The Lame, Evil Donors meme rolls on, this time in an op-ed in the Washington Post by Peter Singer, Heartwarming causes are nice, but let's give to charity with our heads.
Singer says donors make terrible choices when they donate to help sick kids through the Make-A-Wish Foundation rather than donating to a cause that saves lives. The $7,500 average cost of granting a wish (think the recent wonderful Batkid story), if spent on nutrition or disease prevention in the developing world, save a lot of lives.
Therefore, Singer reasons, a gift to Make-A-Wish is irrational and immoral.
Michael Rosen nicely (and quite fairly) skewers Singer's argument at Is it Ethical When an Ethicist Browbeats Prospective Donors?, calling it "coercive manipulation." Read it.
I don't trust myself to fully understand where my charitable giving really ought to go. I really don't trust Peter Singer or any other self-appointed Master of Morality to make those decisions for me. Or for the generous donors who fund all the great causes of the world.

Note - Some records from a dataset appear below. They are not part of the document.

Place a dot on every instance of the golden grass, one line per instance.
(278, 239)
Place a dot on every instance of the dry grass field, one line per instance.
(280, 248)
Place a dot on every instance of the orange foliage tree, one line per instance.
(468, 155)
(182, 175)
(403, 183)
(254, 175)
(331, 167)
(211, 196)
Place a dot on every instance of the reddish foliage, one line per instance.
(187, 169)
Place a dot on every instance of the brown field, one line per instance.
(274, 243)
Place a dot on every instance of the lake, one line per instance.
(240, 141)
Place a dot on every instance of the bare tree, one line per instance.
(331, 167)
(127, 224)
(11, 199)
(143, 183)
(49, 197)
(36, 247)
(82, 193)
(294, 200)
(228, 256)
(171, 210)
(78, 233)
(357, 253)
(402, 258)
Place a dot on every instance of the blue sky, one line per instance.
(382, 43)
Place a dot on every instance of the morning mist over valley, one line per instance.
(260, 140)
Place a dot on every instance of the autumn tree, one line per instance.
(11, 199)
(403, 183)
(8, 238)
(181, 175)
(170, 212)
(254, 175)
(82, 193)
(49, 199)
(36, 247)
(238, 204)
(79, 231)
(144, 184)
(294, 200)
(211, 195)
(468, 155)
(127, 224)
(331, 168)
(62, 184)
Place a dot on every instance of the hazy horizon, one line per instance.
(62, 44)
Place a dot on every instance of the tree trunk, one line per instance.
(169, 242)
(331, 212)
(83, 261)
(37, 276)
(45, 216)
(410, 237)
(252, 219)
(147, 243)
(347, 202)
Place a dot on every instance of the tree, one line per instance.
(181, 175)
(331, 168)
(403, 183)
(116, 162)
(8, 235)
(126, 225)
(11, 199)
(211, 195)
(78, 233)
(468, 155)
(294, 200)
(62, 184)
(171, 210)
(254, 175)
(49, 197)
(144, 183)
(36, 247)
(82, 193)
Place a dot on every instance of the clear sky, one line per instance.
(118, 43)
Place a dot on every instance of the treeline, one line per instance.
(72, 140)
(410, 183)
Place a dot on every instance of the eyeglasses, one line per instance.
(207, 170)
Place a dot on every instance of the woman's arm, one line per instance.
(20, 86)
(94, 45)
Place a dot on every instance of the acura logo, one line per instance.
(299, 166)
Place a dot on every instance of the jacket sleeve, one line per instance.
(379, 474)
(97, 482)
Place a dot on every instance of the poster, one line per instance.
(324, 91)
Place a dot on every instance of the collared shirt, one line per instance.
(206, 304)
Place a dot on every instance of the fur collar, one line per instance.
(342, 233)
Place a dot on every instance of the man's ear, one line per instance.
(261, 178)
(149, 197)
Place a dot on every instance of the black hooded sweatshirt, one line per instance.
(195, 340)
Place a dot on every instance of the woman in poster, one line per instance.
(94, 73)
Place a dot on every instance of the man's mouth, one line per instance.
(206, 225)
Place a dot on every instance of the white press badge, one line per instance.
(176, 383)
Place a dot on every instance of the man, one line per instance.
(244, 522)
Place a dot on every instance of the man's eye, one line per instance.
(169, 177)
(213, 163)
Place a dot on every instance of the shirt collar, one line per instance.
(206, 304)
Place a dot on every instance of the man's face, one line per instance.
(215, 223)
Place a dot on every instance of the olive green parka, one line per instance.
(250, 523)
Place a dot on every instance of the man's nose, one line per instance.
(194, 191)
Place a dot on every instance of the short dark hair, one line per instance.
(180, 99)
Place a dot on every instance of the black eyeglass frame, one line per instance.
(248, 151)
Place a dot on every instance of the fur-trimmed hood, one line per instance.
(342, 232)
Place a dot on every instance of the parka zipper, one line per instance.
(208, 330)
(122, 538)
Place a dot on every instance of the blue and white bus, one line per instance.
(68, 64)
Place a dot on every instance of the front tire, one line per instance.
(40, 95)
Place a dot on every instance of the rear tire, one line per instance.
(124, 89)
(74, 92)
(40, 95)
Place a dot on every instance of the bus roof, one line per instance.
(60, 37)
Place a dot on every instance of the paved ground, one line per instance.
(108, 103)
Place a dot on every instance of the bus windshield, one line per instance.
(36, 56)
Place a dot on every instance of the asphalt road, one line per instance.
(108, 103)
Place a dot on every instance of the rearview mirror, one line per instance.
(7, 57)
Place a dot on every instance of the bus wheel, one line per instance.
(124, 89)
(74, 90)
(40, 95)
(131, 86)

The troubling thing about this is that Singer is just one voice in a puritan chorus that says something is wrong with donors. They are lame and evil, and they owe it to us to change.
Any fundraiser who follows that line of thinking is doomed to create ineffective fundraising. Because they'll miss the reasons people give.

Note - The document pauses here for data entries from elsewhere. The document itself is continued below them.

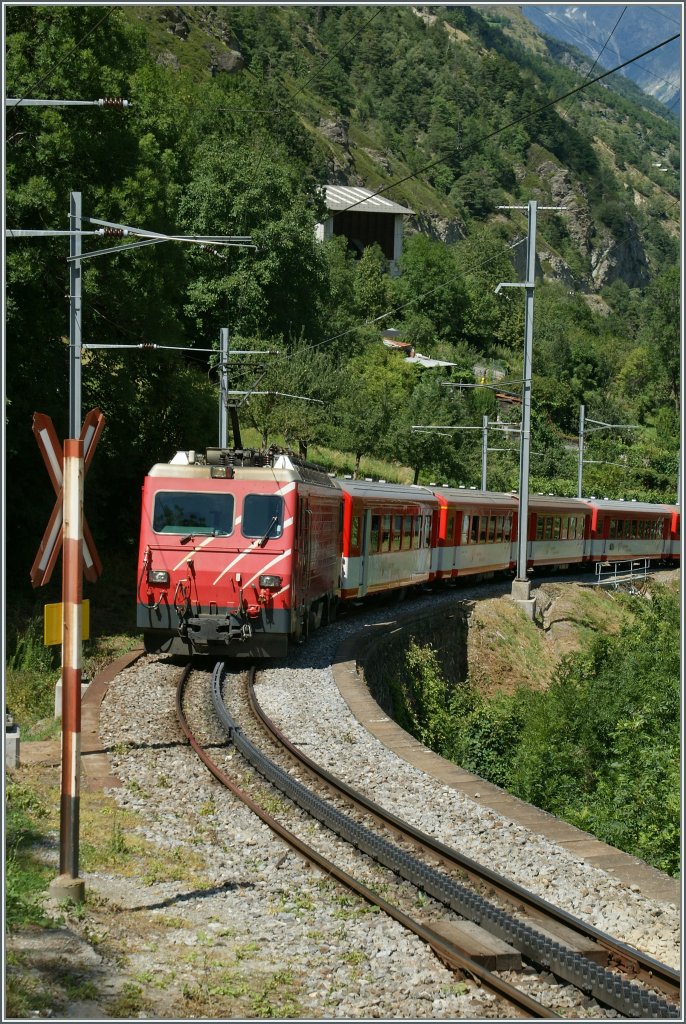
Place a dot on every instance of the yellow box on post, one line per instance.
(52, 623)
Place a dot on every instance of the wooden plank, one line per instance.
(569, 939)
(479, 945)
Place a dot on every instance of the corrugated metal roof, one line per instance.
(341, 197)
(424, 360)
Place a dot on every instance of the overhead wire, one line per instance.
(319, 70)
(605, 44)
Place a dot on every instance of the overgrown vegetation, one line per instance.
(26, 878)
(599, 748)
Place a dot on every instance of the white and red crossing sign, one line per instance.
(51, 451)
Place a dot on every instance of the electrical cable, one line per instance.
(574, 30)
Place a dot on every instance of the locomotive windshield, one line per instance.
(193, 512)
(262, 516)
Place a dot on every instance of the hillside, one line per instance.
(602, 31)
(238, 115)
(442, 100)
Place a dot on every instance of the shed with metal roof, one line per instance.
(363, 218)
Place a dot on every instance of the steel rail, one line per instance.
(444, 949)
(650, 971)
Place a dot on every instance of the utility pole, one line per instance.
(521, 587)
(484, 453)
(67, 526)
(223, 384)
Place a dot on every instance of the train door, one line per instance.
(301, 568)
(363, 551)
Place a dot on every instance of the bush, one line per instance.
(600, 748)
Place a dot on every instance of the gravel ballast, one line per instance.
(335, 957)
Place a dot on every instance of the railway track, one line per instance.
(539, 912)
(524, 929)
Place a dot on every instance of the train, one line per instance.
(244, 552)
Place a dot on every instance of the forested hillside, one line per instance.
(238, 114)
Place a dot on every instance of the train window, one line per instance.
(262, 516)
(193, 512)
(397, 531)
(374, 535)
(386, 532)
(507, 527)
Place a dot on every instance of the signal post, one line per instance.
(68, 529)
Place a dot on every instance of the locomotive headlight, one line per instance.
(270, 583)
(158, 577)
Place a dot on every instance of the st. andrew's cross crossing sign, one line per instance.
(51, 451)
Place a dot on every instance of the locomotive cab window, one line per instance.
(193, 512)
(262, 516)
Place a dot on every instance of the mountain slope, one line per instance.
(439, 104)
(598, 31)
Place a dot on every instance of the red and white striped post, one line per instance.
(69, 886)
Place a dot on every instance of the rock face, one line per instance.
(608, 258)
(228, 62)
(341, 165)
(438, 228)
(623, 260)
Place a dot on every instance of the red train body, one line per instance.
(242, 552)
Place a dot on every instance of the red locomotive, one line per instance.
(243, 551)
(240, 551)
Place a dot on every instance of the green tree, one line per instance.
(371, 402)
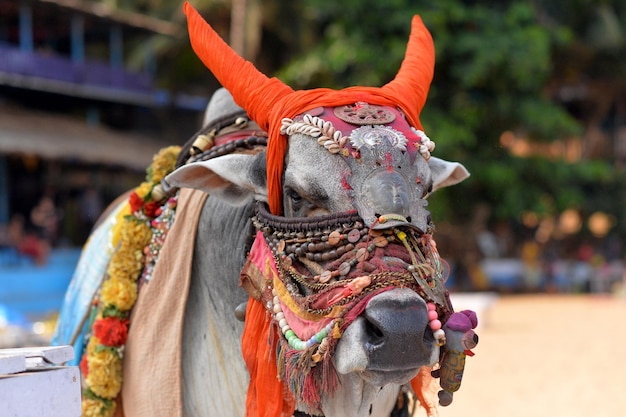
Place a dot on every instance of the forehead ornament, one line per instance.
(327, 136)
(361, 113)
(335, 142)
(376, 135)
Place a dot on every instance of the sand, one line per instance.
(547, 356)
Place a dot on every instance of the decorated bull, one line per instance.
(281, 263)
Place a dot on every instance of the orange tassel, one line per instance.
(267, 395)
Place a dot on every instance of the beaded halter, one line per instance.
(315, 275)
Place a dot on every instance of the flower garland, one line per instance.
(101, 365)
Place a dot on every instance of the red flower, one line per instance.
(111, 331)
(135, 202)
(84, 366)
(150, 209)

Our duty as fundraisers is to use resources wisely to maximize donor connection and donations. If we do crummy, ineffective, brow-beating fundraising, trying to remake donors into weird imitations of ourselves -- that's malfeasance.
Fundraisers who do that will go broke in a satisfying cloud of self-righteousness, which is far more immoral than any "misguided" thinking donors might be committing.
If you believe your cause is more important than some other cause, your job is to make it more compelling than other causes. And you do that by entering the donor's world, and appealing to them on their grounds -- not by deciding there's something wrong with donors and insisting that they change to fit your needs.
Every donor has a duty to make the world a better place. And to do that to the best of their ability, following their heart and mind. We can help them by showing them what they can do through us.
Trying to dictate how they should think won't work. We have no business in that business.